- Country: United States
- Language: English
- Genre: Horror short story

Publication
- Published in: Maine
- Media type: Print (magazine)
- Publication date: March/April 1977

Chronology
| 'Salem's Lot | — |

= One for the Road (short story) =

1977 short story by Stephen King

"One for the Road" is a short story by Stephen King, acting as a sequel to his second novel, Salem’s Lot. It was first published in the March/April 1977 issue of Maine, and later collected in King's 1978 collection Night Shift.

==Plot summary==
Two years after the events of 'Salem's Lot, vampires still prowl the burned-out remains of Jerusalem's Lot, Maine, and its environs. Residents of nearby towns, including the narrator Booth, live in unspoken fear, wearing religious symbols for protection and never venturing near the area after dark.

One night, Booth and his friend, bar owner Herb "Tookey" Tooklander, attempt to rescue the wife and daughter of a motorist named Gerard Lumley, whose vehicle is stranded in a ferocious blizzard. Initially contemptuous of Lumley for driving in such weather, both are horrified upon realizing that his vehicle is stranded in Jerusalem's Lot. They reluctantly drive out in an International Scout with Lumley to try to save his family, fearing the worst.

The three locate Lumley's Mercedes, still running and heated but nonetheless abandoned. Realizing what has likely happened to Lumley's family, Tookey and Booth try to get him to leave with them to find the sheriff, but Lumley refuses and stumbles around in the snow, calling for his wife and daughter. Lumley's wife emerges from the dark and he hurries toward her; he notices her fanged teeth and red eyes too late and is bitten. Booth nearly falls victim to Lumley's daughter, but Tookey throws a Douay Bible at her as both men scramble into the Scout, quickly fleeing the area.

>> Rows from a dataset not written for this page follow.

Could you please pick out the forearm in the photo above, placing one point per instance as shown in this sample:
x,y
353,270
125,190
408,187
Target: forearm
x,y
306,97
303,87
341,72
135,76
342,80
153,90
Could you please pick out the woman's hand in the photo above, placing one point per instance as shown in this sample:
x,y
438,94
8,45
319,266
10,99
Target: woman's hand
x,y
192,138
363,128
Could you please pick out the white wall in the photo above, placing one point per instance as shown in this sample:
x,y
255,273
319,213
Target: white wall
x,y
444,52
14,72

Booth concludes the story by saying Tookey died of a heart attack a couple of years after the incident. He mentions that he still has nightmares about that night and about Lumley's daughter, and warns the reader that if they are in the area, to never go up the road into Jerusalem's Lot for any reason, especially at night, lest the reader encounter Lumley's daughter, "still waiting for her goodnight kiss".

==Connection to King's other works==
This story acts as a sequel to King's 1975 novel 'Salem's Lot, and is also connected to the story of "Jerusalem's Lot", which is a prequel to both, while also appearing in Night Shift. Both stories were later collected in the 2005 Salem's Lot Illustrated Edition.